Description of a speech synthesis engine
The aim of this document is to provide an overview of what a speech synthesis
engine is and what are its main components. Hopefully this can lead to discussion on where should mimic focus and improve. I bet we will need to improve speech reproduction (easy to mute, etc) and work on the other areas to provide multilingual support to mimic.
This is a rough division of a speech synthesis engine can be. It may not
be complete but still gives an overall view of the system. Not all the
modules mentioned below have to actually be in flite/mimic code, but it would
be good to identify most of them to get familiar with the code.
This block of the engine deals with the conversion from raw text to a series
of phonemes and additional contextual information of use to actually speak.
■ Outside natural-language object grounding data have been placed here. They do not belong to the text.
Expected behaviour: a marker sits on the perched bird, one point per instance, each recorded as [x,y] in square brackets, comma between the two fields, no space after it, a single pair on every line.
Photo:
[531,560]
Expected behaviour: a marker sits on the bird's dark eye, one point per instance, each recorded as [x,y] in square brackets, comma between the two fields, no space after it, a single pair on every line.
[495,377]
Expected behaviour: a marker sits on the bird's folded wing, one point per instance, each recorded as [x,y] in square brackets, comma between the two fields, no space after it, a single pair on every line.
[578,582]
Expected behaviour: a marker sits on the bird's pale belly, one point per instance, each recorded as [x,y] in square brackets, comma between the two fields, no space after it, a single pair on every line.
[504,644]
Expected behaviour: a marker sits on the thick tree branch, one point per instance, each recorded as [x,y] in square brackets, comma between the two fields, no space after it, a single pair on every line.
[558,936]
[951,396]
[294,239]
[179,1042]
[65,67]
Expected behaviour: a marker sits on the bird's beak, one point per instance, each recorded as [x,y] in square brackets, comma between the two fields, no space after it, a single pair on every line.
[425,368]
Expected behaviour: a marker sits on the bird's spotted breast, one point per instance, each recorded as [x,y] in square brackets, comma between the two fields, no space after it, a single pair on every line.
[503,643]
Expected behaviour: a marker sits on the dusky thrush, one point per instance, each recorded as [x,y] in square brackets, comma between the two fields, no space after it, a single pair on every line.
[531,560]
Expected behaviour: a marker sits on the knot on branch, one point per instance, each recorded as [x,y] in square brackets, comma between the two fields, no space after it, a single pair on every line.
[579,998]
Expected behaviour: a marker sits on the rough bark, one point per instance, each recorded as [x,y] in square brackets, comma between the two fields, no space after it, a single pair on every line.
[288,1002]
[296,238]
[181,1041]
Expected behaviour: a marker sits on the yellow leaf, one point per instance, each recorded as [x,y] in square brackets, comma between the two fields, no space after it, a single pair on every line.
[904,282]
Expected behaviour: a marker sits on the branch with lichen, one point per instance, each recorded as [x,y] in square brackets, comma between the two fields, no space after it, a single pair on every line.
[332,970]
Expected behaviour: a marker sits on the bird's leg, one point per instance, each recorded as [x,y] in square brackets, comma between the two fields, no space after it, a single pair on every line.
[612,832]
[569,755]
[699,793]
When we (humans) read, we all read the same text and extract similar information
about which phonemes we should utter, although each one of us has a different
voice (pitch, etc…).
Phrasing: Sentence detection. Splits a whole text into sentences that can be
processed individually. Can provide some pausing information.
Tokenizer: Detects “tokens” in the text, as an example spaces can be used
to separate a sentence in individual tokens. Between two sentences the audio
engine could be interrputed for 0.5 seconds without serious concerns, however
an interruption between two consecutive tokens is annoying.
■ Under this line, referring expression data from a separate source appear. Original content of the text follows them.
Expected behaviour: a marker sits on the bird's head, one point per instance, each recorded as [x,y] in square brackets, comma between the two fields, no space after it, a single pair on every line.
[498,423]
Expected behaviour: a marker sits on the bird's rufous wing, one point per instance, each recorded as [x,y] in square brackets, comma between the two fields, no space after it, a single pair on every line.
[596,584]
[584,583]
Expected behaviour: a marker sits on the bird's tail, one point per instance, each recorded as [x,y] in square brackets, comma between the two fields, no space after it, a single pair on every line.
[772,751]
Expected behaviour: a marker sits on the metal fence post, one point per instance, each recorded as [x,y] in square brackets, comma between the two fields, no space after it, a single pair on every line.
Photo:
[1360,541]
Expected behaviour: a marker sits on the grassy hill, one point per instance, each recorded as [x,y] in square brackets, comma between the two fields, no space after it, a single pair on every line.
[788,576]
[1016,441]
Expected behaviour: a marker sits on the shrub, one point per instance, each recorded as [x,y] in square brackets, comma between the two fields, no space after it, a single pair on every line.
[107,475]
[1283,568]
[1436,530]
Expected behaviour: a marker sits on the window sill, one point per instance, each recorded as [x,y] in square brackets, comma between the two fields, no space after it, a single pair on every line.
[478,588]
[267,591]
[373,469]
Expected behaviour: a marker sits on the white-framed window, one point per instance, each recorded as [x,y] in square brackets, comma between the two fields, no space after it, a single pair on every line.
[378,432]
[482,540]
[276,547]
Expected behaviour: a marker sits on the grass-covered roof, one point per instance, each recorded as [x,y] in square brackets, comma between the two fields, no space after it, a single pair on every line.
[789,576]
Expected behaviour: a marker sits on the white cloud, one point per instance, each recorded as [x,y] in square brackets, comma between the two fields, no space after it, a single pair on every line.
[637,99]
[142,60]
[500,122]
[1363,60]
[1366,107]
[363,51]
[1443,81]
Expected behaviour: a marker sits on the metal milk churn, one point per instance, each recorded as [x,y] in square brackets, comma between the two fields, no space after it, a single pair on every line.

Token to words: Normalizes the text, for instance turns “1st” to “first”,
or “Henry” “VIII” to “Henry” “the” “eighth”.
Part of speech tagger (POS tagger): Helps to distinguish homograph words,
words that are spelled equally but may have different meaning and pronunciation. Not crucial, but helpful in some languages.
Words to phonemes: Provides a phonetic transcription of the words. This
transcription may be based on a dictionary (Lexicon) and/or on a decision tree
able to predict the pronunciation of unknown words based on how they are written.
Phoneme duration prediction: Not all the phonemes in all the contexts have
the same length. Some speech synthesis models capture that information directly
from recordings, where as other speech synthesis models may expect more information
from the text parser.
Intonation: A sentence has a prosody. Not only in questions "How do you do?"
but also in “I like beer.” or “I like beer if it’s after work”. The prosody is
the “melody” in the sentence. Some speech synthesis models capture that
information, other models may require that information from the text.
The speech synthesis block deals with the generation of the wave sound. The
traditional workflow for speech synthesis training consists of getting some
speech recordings of known, phonetically balanced sentences and use those
recordings to compose a new wave.
There are many methods that differ on the fundamental approach to build waves
(concatenating segments of audio records vs creating a statistical model for
each contextualized phoneme vs others). The election of the speech synthesis
has implications on:
- The latency (computation required to generate speech)
- The memory requirements
- The disk requirements
- The voice intellegibility (if it is easy to understand),
- The voice naturalness (if it sounds as a real human)
This is a list of speech synthesis engines I have heard about or I have worked
with. I could try to find some examples for some of the engines or try to make a
chart of pros and cons of each of them if you are interested.
Based on concatenation
- diphone based speech synthesis: Phonemes are not always pronounced equally. In a diphone speech synthesis engine, we try to capture all possible pairs of phonemes from recordings and we concatenate those phonemes to create new wave sounds. If the diphone we want is not in our recordings we use a similar one based on phoneme features. *Sounds a bit like a robot* (read with robot voice) - clunits: Based on cluster unit selection algorithm. (Black 1997) Based on statistical models
- HTS: Hidden Markov Model Speech Synthesis. Instead of concatenating recorded
segments we generate a model of how the recording sounds for each
contextualized phoneme. A known FOSS engine is the hts_engine and there is
a version of flite+hts_engine available.
- clustergen: Statistical parametric synthesis engine.
This block deals with the steps required to go from a waveform to the actual
sound that comes through the speakers. It can be fairly simple:
- Open audio device
- Write to audio device
But it can get complicated:
- Asynchronous output
- Pause / Resume.
- Pause / Say another thing.
- Repeat the last sentence (“Mycroft, can you repeat please?”)
- Volume control
- Integration with other audio systems (recording/speaking at the same time…)